Adeo made another change in the past year when property managers told residents that the nonprofit would no longer provide the lifts installed above their beds. If they wanted to keep them, residents had to pay a one-time $300 fee, Walters and Peters said. Those who didn’t need lifts let them go.
Walters and Peters kept theirs because they cannot get out of bed by themselves.
Reiskin, whose organization works for social justice for people living with all sorts of disabilities, said she thinks Adeo violated state and federal health care laws when they forced residents to pay for their lifts. An agency is not allowed to charge someone for a service or equipment that was provided by Medicaid. She has filed a complaint with the state over it.
“Again, you’re taking away someone’s home health services, and then to say, ‘I’m going to take away your lift that helps you get out of bed.’ It’s just out-and-out cruelty,” Reiskin said.
Still, Hope Apartments is affordable. Walters and Peters said they receive a Section 8 housing voucher that covers about 70% of their $995 monthly rent.

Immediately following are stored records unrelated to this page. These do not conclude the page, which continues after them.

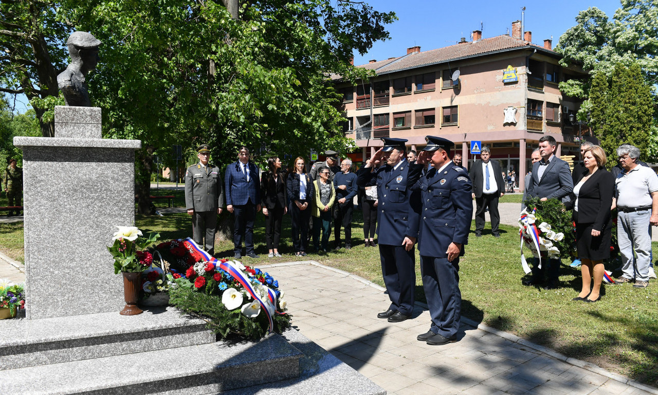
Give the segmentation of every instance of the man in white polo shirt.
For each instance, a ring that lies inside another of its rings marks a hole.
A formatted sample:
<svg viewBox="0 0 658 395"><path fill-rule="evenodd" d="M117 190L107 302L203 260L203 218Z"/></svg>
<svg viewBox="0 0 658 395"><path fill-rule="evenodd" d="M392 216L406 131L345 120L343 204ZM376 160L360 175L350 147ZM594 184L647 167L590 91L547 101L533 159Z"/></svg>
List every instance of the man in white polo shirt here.
<svg viewBox="0 0 658 395"><path fill-rule="evenodd" d="M658 178L653 171L640 166L640 149L630 144L617 148L624 169L615 180L615 197L618 209L617 242L622 257L619 283L632 282L636 288L649 285L651 250L649 224L658 226ZM633 250L638 255L633 259Z"/></svg>

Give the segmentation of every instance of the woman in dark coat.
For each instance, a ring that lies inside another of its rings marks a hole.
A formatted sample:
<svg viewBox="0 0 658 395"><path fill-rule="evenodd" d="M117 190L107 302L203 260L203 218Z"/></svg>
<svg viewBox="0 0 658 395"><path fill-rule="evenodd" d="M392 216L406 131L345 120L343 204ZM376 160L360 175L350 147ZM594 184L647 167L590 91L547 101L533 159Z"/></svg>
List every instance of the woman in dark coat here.
<svg viewBox="0 0 658 395"><path fill-rule="evenodd" d="M286 184L290 199L291 228L295 255L305 257L305 251L309 247L309 222L313 205L313 183L306 174L306 163L303 157L295 159L293 171L288 174Z"/></svg>
<svg viewBox="0 0 658 395"><path fill-rule="evenodd" d="M605 170L606 161L601 147L587 148L583 157L586 171L574 186L576 244L582 261L582 289L574 300L592 303L601 299L601 283L605 273L603 259L610 257L610 211L615 190L615 177Z"/></svg>
<svg viewBox="0 0 658 395"><path fill-rule="evenodd" d="M269 171L261 176L261 198L263 213L265 215L265 241L269 257L280 257L279 239L281 237L281 220L288 212L286 179L281 174L281 161L276 157L267 159Z"/></svg>

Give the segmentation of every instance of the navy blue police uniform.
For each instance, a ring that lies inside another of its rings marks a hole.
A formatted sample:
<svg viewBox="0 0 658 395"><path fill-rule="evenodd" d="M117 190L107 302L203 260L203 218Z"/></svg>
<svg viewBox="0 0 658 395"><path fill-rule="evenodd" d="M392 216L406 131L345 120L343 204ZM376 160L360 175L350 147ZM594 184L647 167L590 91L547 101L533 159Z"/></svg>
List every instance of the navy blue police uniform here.
<svg viewBox="0 0 658 395"><path fill-rule="evenodd" d="M407 140L382 138L383 151L403 149ZM411 188L420 176L422 166L409 165L403 159L397 168L386 165L376 171L363 167L357 173L357 184L365 186L376 180L377 186L377 235L379 239L382 274L391 304L386 312L378 315L390 322L404 321L411 315L416 286L416 259L413 249L402 245L405 236L418 235L420 194ZM371 184L370 184L371 185ZM399 312L399 314L395 315Z"/></svg>
<svg viewBox="0 0 658 395"><path fill-rule="evenodd" d="M441 147L449 152L453 145L442 138L427 136L426 140L426 151ZM430 331L418 338L430 344L455 342L461 311L459 258L449 261L447 250L454 242L461 245L459 256L464 255L473 217L472 184L461 167L448 161L442 169L428 171L413 189L421 193L418 249L422 286L432 318Z"/></svg>

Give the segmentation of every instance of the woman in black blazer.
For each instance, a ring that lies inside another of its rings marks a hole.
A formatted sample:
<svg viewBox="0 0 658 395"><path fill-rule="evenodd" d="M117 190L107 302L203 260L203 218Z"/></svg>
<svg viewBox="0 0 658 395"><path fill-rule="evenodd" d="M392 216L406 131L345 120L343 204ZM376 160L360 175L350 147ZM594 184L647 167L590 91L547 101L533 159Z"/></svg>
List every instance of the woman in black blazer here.
<svg viewBox="0 0 658 395"><path fill-rule="evenodd" d="M291 228L295 255L305 257L305 251L309 247L309 223L313 199L313 182L306 174L304 158L299 157L295 159L293 171L288 174L286 184L290 198Z"/></svg>
<svg viewBox="0 0 658 395"><path fill-rule="evenodd" d="M276 157L267 159L270 170L261 176L261 199L263 213L265 215L265 241L269 257L280 257L279 239L281 238L281 220L288 212L286 206L286 179L281 174L281 161Z"/></svg>
<svg viewBox="0 0 658 395"><path fill-rule="evenodd" d="M574 186L575 199L572 197L576 244L582 261L582 289L573 300L592 303L601 299L601 283L605 272L603 259L610 257L610 211L615 176L605 170L605 153L598 145L585 150L583 161L586 171Z"/></svg>

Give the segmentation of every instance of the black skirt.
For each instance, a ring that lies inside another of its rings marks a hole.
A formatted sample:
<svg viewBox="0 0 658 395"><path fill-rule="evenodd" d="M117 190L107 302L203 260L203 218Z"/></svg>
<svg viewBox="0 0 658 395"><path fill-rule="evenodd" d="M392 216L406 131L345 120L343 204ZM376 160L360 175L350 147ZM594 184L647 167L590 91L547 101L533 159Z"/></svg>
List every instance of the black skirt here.
<svg viewBox="0 0 658 395"><path fill-rule="evenodd" d="M600 261L610 257L610 237L612 221L603 226L601 234L592 236L594 224L576 224L576 246L581 259Z"/></svg>

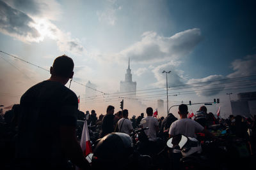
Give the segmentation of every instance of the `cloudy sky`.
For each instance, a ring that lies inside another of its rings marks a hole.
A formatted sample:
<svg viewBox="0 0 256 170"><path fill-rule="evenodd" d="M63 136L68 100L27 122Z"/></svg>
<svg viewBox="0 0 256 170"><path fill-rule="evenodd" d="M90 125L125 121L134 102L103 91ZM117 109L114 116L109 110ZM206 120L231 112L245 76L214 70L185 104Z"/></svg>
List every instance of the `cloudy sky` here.
<svg viewBox="0 0 256 170"><path fill-rule="evenodd" d="M236 99L237 93L256 90L255 7L255 1L0 1L0 50L46 69L56 57L71 57L74 80L90 80L104 92L88 99L85 87L73 82L83 111L104 114L108 104L117 111L125 96L125 108L132 99L118 90L130 57L141 106L155 109L157 99L166 102L161 73L172 71L169 106L219 98L209 110L215 113L220 105L225 117L231 113L227 93ZM19 103L29 87L49 77L0 57L0 104ZM145 110L126 108L136 115Z"/></svg>

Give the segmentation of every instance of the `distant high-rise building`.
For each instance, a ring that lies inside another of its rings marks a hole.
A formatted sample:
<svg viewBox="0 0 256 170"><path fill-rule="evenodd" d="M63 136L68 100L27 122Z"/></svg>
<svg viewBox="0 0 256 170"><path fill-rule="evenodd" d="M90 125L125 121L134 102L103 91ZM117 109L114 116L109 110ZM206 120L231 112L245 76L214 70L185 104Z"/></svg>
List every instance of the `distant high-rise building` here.
<svg viewBox="0 0 256 170"><path fill-rule="evenodd" d="M91 81L88 81L86 83L86 87L85 87L85 97L93 97L96 96L96 85L92 83Z"/></svg>
<svg viewBox="0 0 256 170"><path fill-rule="evenodd" d="M128 68L126 69L125 81L120 81L120 92L133 92L131 93L131 95L129 96L129 97L135 97L136 91L136 82L132 81L132 75L131 73L131 71L130 58L129 58Z"/></svg>
<svg viewBox="0 0 256 170"><path fill-rule="evenodd" d="M157 111L159 113L164 113L164 101L162 99L157 100Z"/></svg>
<svg viewBox="0 0 256 170"><path fill-rule="evenodd" d="M237 94L238 100L231 101L232 112L234 115L250 117L256 114L256 92Z"/></svg>

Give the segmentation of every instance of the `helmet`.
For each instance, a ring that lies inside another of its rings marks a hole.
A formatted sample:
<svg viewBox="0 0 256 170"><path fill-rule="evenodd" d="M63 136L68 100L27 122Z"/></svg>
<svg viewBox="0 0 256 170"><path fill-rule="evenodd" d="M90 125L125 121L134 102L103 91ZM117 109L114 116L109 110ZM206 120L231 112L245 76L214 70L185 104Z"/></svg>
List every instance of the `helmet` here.
<svg viewBox="0 0 256 170"><path fill-rule="evenodd" d="M202 111L198 111L195 114L195 119L206 118L205 113Z"/></svg>
<svg viewBox="0 0 256 170"><path fill-rule="evenodd" d="M123 169L133 153L132 141L125 133L113 132L102 138L93 150L95 169Z"/></svg>

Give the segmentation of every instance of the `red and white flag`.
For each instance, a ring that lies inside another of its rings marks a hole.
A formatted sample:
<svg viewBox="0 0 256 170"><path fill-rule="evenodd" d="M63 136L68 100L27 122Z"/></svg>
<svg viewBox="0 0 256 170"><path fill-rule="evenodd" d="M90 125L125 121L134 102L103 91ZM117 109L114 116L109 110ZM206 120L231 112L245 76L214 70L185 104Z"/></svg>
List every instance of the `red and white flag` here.
<svg viewBox="0 0 256 170"><path fill-rule="evenodd" d="M87 121L85 120L83 127L82 137L81 138L80 146L84 156L92 153L91 143L90 141L89 131L87 126Z"/></svg>
<svg viewBox="0 0 256 170"><path fill-rule="evenodd" d="M156 117L158 115L157 109L156 109L156 111L153 113L153 117Z"/></svg>
<svg viewBox="0 0 256 170"><path fill-rule="evenodd" d="M78 110L80 110L80 95L78 96Z"/></svg>
<svg viewBox="0 0 256 170"><path fill-rule="evenodd" d="M193 116L194 116L194 113L192 112L191 114L188 115L188 118L192 118Z"/></svg>
<svg viewBox="0 0 256 170"><path fill-rule="evenodd" d="M220 106L219 106L219 109L218 110L216 113L218 117L220 117Z"/></svg>

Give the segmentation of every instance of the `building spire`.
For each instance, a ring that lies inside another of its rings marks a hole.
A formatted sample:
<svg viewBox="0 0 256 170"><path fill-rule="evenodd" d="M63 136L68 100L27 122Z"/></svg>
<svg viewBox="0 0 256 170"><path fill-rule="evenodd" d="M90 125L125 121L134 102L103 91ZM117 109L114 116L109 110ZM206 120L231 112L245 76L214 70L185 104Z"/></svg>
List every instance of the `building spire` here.
<svg viewBox="0 0 256 170"><path fill-rule="evenodd" d="M128 69L130 69L130 57L129 57Z"/></svg>

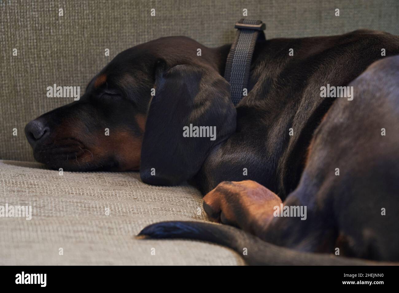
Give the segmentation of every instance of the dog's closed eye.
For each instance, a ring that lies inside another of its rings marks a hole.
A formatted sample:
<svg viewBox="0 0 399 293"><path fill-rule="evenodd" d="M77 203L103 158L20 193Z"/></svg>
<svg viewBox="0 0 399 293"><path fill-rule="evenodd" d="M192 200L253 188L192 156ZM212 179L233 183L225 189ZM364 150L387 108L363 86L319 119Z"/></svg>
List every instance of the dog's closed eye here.
<svg viewBox="0 0 399 293"><path fill-rule="evenodd" d="M101 98L115 98L120 97L120 94L116 92L107 90L100 95Z"/></svg>

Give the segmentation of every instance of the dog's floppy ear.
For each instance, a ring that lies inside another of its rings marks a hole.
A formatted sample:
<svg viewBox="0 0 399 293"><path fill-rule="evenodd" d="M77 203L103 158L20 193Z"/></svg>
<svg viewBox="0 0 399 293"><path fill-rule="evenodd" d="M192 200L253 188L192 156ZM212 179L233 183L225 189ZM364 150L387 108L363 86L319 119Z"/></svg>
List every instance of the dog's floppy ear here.
<svg viewBox="0 0 399 293"><path fill-rule="evenodd" d="M229 85L213 68L164 66L156 71L140 175L150 184L172 185L192 178L209 150L235 131L236 111Z"/></svg>

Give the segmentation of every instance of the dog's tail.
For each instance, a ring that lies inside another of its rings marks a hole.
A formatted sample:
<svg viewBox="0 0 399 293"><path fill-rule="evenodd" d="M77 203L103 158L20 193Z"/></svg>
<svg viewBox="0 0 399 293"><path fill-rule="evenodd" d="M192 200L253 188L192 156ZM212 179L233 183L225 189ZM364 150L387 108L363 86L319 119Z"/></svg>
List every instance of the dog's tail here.
<svg viewBox="0 0 399 293"><path fill-rule="evenodd" d="M180 238L207 241L227 246L249 265L376 265L396 264L333 254L303 252L265 242L231 226L201 222L162 222L150 225L138 235L144 238Z"/></svg>

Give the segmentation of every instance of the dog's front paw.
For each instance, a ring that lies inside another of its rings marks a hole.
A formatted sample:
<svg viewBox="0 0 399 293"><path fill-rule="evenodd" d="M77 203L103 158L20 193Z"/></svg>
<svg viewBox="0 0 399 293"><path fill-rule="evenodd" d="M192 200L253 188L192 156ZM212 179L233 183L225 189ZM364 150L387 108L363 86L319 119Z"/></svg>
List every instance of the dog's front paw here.
<svg viewBox="0 0 399 293"><path fill-rule="evenodd" d="M257 236L273 216L281 200L252 180L224 181L203 198L203 208L211 220L241 228Z"/></svg>

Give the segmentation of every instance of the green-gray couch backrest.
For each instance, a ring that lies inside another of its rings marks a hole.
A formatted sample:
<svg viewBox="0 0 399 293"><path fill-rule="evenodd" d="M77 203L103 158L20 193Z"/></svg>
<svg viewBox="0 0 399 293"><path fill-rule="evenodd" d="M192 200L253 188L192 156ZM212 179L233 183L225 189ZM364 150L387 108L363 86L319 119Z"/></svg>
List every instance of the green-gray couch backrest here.
<svg viewBox="0 0 399 293"><path fill-rule="evenodd" d="M399 34L397 0L0 0L0 159L33 160L25 124L71 101L47 98L47 87L83 91L119 52L160 37L185 35L211 47L231 43L244 9L266 23L268 38L359 28Z"/></svg>

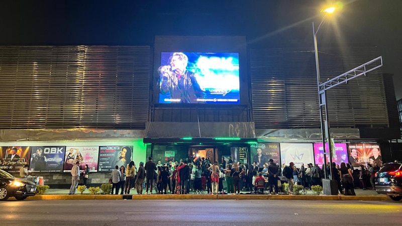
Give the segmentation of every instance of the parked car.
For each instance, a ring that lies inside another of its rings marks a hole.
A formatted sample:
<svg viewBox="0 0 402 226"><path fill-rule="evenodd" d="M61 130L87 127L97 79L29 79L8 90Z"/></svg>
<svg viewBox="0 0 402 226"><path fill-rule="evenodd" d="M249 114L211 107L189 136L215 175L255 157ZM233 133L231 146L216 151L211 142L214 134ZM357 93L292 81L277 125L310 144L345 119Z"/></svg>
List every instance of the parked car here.
<svg viewBox="0 0 402 226"><path fill-rule="evenodd" d="M375 173L375 190L391 199L402 199L402 163L386 163Z"/></svg>
<svg viewBox="0 0 402 226"><path fill-rule="evenodd" d="M17 178L0 170L0 200L13 196L17 200L24 200L28 196L35 195L35 191L36 184L33 182Z"/></svg>

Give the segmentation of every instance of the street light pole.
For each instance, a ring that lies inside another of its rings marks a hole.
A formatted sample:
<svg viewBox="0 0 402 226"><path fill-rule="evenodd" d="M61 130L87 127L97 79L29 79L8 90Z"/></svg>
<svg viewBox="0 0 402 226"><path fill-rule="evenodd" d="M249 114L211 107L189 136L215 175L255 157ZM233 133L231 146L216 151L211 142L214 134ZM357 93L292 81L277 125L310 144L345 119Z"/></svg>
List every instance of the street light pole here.
<svg viewBox="0 0 402 226"><path fill-rule="evenodd" d="M321 23L320 23L320 25L317 28L317 31L315 30L315 27L314 27L314 22L313 22L313 36L314 39L314 53L316 57L316 70L317 71L317 89L318 92L318 98L319 100L319 107L320 107L320 121L321 122L321 134L322 135L322 143L323 143L323 152L324 152L324 175L326 179L327 177L327 155L328 154L328 153L326 152L326 149L325 149L325 141L326 139L328 139L327 140L327 143L328 144L328 147L329 149L329 156L330 156L330 175L331 175L331 178L333 178L332 175L332 153L333 150L332 150L332 147L331 147L332 145L330 144L330 127L329 127L329 123L328 123L328 105L327 104L327 93L326 91L324 92L323 93L320 93L320 66L318 61L318 48L317 45L317 32L320 30L320 28L321 27L321 26L324 23L325 18L327 16L326 14L325 16L324 16L323 19L321 20ZM323 119L323 107L325 107L325 118L326 120L324 121Z"/></svg>

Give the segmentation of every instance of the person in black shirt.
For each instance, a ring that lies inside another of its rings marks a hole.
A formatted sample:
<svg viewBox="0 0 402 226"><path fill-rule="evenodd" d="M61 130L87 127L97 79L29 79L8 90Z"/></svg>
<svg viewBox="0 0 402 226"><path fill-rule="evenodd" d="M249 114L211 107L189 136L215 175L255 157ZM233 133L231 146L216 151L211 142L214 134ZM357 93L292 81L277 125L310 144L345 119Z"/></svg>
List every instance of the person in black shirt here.
<svg viewBox="0 0 402 226"><path fill-rule="evenodd" d="M268 166L268 182L269 184L269 191L272 193L272 186L275 186L275 194L277 194L278 189L278 167L274 163L273 159L269 160Z"/></svg>
<svg viewBox="0 0 402 226"><path fill-rule="evenodd" d="M187 186L188 179L190 179L190 168L187 165L187 161L184 160L184 165L180 166L179 169L180 175L180 185L181 194L187 194Z"/></svg>
<svg viewBox="0 0 402 226"><path fill-rule="evenodd" d="M152 185L154 183L154 177L155 177L155 171L156 170L156 165L155 163L152 162L152 157L149 157L148 161L145 163L145 175L147 177L147 187L145 191L145 194L148 194L148 189L151 186L150 194L152 194Z"/></svg>

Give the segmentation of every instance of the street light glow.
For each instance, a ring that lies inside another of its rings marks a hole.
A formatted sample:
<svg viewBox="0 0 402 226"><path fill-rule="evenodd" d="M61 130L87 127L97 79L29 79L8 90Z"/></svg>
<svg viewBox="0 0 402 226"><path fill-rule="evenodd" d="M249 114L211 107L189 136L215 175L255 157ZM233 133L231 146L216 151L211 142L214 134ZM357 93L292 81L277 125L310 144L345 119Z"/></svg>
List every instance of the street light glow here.
<svg viewBox="0 0 402 226"><path fill-rule="evenodd" d="M332 14L334 13L334 11L335 11L335 7L330 7L329 8L327 8L325 10L324 10L323 12L324 13L327 13L328 14Z"/></svg>

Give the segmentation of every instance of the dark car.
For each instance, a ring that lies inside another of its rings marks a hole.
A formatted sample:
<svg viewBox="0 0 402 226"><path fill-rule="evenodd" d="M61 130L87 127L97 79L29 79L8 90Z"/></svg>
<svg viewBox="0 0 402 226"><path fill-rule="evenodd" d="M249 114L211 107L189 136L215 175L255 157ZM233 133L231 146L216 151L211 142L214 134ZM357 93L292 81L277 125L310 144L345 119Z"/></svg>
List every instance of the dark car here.
<svg viewBox="0 0 402 226"><path fill-rule="evenodd" d="M375 190L395 201L402 199L402 163L386 163L375 174Z"/></svg>
<svg viewBox="0 0 402 226"><path fill-rule="evenodd" d="M11 196L17 200L24 200L28 196L35 195L36 191L36 184L34 182L16 178L0 170L0 200L7 200Z"/></svg>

“I can’t pay a lot,” Walters said.
Peters, 60, moved to Hope Apartments 10 years ago after he fell and suffered a spinal cord injury that left him unable to move any part of his body except his hands. He was referred to the apartment complex by his care team at Lakewood’s Craig Hospital, and Hope Apartments proved to be the perfect living situation.
“The part that worked out good is that I was not in a nursing home and I was not in assisted living,” he said. “I could live independently and have home care.”
Peters writes emails and makes phone calls daily but has not found another agency or apartment. Places either are not accessible, are out of his price range or do not have vacancies.
“I don’t want to move, No. 1,” he said. “But having to move, there’s just a whole other set of problems. It’s like a whole other full-time job to find another apartment. It’s frustrating. And it makes you mad when you think, ‘Why is this necessary?’”
Adeo staff recognizes the looming changes are upsetting, Reddy said. Even though the nonprofit could have waited until a more definitive plan was in place, staff decided residents needed as much time as possible to prepare for a move. Residents will be the first to know once the board decides what to do with the building, she said.
“We knew people would be upset and anxious,” she said. “But we decided it would be in their best interest to have information well in advance. Wouldn’t you want plenty of notice so you could at least explore your options?”
But Reiskin argues six months is not enough time, given the complexity of residents’ situations and needs.
Adeo should come up with a definitive plan for its building and then give residents 18 to 24 months to find a new home, she said.
“These are not the kind of people you can give a list and say, ‘Go find housing,’” Reiskin said.